Program makes memories from loved ones’ clothing

  • Posted: Wednesday, January 1, 2014 2:02 a.m.

SANFORD (AP) — A pink, lavender and blue floral blouse was a favorite garment of Vada Travis, often captured wearing it in family photos dating back decades.

“It was a favorite shirt,” said Jennifer Travis, Vada’s daughter-in-law. “Everyone could recognize it. . We have numerous photographs of her in that blouse.”


As Vada grew older and continued her fight with dementia, she came to live with Jennifer and her husband, Tom, and three children Sarah, Rebekah and Joshua, assisted by Liberty HomeCare & Hospice, before passing away this summer at the age of 90.

“Caring for her was challenging and (the children) came along side me to care for her,” Jennifer said. “We grew closer as a family. Having her in our home was such a blessing.”

After Vada’s death, Jennifer was approached by Liberty Bereavement Coordinator Nicole Kirk who explained a Liberty program which has left its mark on dozens of families across Central Carolina and would make a profound impact on their family. All she’d need is Vada’s pink blouse.

A local volunteer, Betty Talbert, would make stuffed bears — made from the cloth of the blouse — for her three children as a way to remember their grandmother.

“(Kirk) recognized how close the kids were to their grandmother,” Jennifer said. “The bears were very precious for my children.”

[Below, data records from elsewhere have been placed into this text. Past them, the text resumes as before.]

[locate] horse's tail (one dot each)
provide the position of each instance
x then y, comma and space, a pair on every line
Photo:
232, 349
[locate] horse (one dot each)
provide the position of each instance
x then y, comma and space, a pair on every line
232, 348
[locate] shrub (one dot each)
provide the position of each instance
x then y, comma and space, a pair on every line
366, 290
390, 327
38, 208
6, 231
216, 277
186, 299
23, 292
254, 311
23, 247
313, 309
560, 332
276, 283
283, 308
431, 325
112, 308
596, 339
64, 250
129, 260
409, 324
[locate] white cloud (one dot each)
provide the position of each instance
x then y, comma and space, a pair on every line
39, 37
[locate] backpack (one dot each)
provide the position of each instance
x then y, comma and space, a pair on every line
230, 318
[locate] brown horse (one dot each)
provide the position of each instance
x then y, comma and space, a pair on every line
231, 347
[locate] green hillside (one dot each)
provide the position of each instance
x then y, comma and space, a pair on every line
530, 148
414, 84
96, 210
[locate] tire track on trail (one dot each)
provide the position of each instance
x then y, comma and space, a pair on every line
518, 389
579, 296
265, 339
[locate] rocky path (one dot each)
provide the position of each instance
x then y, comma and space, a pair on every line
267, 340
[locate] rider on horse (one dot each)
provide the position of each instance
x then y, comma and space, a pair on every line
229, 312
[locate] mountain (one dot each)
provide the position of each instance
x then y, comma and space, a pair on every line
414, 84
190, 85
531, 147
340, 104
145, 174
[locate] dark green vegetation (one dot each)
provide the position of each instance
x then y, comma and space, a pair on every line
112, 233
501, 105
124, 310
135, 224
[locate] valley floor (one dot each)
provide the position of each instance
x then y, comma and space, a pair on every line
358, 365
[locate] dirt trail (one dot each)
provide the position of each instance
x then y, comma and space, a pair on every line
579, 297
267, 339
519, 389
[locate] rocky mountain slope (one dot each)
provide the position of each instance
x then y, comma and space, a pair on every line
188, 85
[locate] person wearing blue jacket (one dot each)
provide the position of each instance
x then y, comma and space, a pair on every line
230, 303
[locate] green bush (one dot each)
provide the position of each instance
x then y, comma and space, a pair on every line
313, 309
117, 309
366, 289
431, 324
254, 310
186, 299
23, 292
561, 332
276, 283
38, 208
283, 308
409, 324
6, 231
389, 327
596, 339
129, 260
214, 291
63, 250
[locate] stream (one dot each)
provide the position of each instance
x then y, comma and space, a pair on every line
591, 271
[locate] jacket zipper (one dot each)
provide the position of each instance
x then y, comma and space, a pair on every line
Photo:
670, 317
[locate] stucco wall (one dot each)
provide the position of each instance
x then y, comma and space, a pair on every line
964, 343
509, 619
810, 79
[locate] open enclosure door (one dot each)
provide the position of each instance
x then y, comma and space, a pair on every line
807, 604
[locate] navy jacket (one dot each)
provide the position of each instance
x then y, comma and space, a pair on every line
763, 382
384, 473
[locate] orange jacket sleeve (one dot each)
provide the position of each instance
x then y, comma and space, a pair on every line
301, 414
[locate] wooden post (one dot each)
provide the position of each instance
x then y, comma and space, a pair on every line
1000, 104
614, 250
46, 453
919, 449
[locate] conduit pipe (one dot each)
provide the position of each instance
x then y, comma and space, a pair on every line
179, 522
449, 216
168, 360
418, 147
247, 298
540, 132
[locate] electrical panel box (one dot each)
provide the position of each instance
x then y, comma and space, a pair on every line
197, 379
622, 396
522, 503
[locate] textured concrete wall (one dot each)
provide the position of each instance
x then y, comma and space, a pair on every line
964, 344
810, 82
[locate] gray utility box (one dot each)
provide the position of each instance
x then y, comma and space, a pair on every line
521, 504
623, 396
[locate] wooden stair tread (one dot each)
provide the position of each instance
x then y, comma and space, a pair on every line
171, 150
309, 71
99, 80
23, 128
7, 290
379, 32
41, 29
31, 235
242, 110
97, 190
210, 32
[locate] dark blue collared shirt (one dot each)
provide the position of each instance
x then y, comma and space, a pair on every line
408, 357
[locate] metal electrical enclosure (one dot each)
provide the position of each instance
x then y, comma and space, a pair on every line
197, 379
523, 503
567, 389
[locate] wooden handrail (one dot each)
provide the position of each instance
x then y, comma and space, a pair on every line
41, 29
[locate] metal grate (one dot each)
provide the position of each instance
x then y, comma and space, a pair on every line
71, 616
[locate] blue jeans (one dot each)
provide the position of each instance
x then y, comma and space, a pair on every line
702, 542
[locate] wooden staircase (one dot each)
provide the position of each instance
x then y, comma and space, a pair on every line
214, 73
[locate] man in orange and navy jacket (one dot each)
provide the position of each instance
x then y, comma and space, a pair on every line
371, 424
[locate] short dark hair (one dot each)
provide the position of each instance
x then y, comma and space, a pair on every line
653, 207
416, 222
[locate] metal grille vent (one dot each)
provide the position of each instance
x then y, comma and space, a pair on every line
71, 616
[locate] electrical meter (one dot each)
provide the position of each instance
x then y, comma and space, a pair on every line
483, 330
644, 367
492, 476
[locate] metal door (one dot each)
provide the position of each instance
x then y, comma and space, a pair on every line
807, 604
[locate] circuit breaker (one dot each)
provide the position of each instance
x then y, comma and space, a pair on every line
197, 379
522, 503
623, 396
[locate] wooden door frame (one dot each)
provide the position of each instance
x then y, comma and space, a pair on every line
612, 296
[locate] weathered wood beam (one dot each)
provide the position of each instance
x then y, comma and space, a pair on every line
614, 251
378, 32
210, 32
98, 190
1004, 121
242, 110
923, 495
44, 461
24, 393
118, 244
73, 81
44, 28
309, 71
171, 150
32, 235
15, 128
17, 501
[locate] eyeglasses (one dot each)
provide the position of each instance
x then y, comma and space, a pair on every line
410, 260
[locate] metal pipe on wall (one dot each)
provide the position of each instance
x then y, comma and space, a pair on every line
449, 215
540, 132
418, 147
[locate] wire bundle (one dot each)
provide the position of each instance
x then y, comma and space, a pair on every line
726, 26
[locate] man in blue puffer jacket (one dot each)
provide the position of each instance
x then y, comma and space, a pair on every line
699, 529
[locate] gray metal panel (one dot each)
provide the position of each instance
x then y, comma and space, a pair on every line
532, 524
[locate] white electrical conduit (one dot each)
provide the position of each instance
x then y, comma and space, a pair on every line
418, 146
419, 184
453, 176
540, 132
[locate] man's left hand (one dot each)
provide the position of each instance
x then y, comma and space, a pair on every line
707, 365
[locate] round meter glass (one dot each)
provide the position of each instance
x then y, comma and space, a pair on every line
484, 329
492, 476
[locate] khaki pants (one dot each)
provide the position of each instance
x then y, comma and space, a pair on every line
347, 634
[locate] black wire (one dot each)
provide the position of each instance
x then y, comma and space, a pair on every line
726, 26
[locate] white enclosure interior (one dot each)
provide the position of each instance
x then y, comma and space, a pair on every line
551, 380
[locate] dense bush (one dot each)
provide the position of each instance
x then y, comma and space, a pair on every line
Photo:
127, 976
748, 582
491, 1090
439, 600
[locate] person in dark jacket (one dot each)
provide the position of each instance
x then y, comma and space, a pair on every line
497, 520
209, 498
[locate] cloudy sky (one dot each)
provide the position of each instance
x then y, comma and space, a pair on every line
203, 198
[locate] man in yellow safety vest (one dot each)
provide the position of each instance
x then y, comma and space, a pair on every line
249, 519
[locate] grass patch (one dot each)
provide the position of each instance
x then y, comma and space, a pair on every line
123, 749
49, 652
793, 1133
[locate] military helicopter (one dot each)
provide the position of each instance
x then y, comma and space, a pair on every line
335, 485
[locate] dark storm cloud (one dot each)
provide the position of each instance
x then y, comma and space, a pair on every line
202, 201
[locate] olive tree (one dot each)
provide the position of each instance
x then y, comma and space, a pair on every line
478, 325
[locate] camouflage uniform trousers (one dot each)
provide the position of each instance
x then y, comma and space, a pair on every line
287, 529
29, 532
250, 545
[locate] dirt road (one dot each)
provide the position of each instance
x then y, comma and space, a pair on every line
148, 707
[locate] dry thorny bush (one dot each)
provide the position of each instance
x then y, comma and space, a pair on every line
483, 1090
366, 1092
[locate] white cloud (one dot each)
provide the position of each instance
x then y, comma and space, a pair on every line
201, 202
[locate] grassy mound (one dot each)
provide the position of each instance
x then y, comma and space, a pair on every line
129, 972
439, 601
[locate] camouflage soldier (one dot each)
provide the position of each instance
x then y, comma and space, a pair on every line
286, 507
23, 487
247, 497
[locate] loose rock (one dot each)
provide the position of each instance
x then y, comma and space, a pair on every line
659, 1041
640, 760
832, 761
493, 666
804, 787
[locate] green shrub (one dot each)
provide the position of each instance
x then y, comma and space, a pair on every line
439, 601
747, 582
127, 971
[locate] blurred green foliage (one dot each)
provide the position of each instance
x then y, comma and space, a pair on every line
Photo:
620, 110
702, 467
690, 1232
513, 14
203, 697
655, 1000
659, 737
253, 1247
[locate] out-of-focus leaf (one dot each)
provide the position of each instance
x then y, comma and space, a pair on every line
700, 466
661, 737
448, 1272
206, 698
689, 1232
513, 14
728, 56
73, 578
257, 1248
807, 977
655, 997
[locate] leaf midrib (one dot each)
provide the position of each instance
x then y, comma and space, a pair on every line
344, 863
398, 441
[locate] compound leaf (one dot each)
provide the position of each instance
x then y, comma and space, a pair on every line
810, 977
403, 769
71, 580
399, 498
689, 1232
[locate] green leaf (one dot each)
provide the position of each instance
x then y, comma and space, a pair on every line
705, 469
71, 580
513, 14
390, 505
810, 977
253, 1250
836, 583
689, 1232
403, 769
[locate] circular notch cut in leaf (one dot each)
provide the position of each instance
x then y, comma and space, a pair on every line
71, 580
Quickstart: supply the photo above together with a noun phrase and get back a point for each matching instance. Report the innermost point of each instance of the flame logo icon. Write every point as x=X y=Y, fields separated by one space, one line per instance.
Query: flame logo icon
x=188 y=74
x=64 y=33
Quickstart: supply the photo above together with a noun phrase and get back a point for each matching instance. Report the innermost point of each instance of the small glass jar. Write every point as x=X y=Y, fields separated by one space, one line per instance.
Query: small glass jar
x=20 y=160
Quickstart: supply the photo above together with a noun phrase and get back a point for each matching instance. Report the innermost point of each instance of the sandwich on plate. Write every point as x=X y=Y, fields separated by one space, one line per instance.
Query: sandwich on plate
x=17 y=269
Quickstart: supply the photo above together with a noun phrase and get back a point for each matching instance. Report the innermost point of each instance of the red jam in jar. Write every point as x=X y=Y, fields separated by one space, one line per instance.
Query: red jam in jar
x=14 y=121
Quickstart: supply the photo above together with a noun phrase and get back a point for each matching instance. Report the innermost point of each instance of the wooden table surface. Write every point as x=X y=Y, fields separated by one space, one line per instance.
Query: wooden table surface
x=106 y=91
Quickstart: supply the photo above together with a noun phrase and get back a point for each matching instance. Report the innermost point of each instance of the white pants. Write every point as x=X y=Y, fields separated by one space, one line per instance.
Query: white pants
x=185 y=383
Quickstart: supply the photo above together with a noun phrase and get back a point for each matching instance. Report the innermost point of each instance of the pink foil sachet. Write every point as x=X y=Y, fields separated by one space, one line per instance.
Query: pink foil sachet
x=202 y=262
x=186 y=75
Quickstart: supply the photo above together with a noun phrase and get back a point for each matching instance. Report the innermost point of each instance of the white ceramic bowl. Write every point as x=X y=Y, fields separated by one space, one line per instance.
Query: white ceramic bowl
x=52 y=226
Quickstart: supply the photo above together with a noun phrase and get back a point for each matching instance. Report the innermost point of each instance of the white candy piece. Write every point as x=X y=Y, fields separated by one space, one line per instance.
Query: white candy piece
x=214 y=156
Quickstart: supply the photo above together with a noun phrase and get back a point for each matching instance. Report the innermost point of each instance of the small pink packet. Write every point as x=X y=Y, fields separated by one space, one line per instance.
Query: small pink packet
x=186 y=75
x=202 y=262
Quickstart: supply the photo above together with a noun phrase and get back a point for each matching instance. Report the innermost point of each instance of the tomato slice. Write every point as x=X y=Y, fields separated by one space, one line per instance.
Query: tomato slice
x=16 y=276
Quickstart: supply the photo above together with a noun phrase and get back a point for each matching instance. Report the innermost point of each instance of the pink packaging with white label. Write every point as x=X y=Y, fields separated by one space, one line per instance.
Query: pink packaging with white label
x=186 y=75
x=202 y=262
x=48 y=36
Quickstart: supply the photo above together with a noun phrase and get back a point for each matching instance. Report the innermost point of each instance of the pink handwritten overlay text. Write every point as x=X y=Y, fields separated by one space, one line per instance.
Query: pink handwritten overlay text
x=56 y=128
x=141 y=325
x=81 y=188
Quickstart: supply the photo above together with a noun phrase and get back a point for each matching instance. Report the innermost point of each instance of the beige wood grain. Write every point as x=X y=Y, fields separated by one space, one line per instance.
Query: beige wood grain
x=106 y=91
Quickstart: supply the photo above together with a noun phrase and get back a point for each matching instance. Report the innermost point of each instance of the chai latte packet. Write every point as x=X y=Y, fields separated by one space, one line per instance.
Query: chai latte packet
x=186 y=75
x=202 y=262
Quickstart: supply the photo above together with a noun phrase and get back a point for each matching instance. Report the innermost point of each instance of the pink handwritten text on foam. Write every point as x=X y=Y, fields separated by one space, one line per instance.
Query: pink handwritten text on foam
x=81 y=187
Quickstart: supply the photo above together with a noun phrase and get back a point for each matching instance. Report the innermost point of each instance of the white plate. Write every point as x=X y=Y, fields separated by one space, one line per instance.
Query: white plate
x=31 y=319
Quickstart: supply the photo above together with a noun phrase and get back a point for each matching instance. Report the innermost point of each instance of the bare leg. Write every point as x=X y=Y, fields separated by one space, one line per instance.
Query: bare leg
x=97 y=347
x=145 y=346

The Travis family is not alone in receiving memory bears from Liberty, which began this program in 2006. There have been nearly 100 bears made for loved ones this calendar year, according to Talbert. The bears are almost always made from an article of clothing the deceased person wore frequently or was fond of.

“It was a way for a family to preserve the memories of a loved one,” Kirk said. “And to have something tangible.”

The families are sometimes shocked by the idea but then very thankful, she said.

“Children, especially young children, tend to hold onto their bears and people usually have a place in the house for the bear,” Kirk said. “Either a memorial location or on a bed.”

Rebekah and Sarah Travis have taken their “granny bears” to college, displaying them on their desk or a shelf, and Joshua keeps his in his room, Jennifer said.

“I just can’t say thank you enough for giving my children these memory bears,” she said. “They are very personal and something they remember seeing in her. It’s such a sweet person who takes their time and does this.”

Talbert’s granddaughter, Shannon, began the bear-making process with Talbert continuing the tradition today. She usually makes anywhere from 20 to 30 bears a month for people, free of charge.

“I love to create quilts,” she said. “I have a love for sewing, and I enjoy doing it because it fulfills my need as a volunteer. I feel like it is doing good so it makes me feel good.”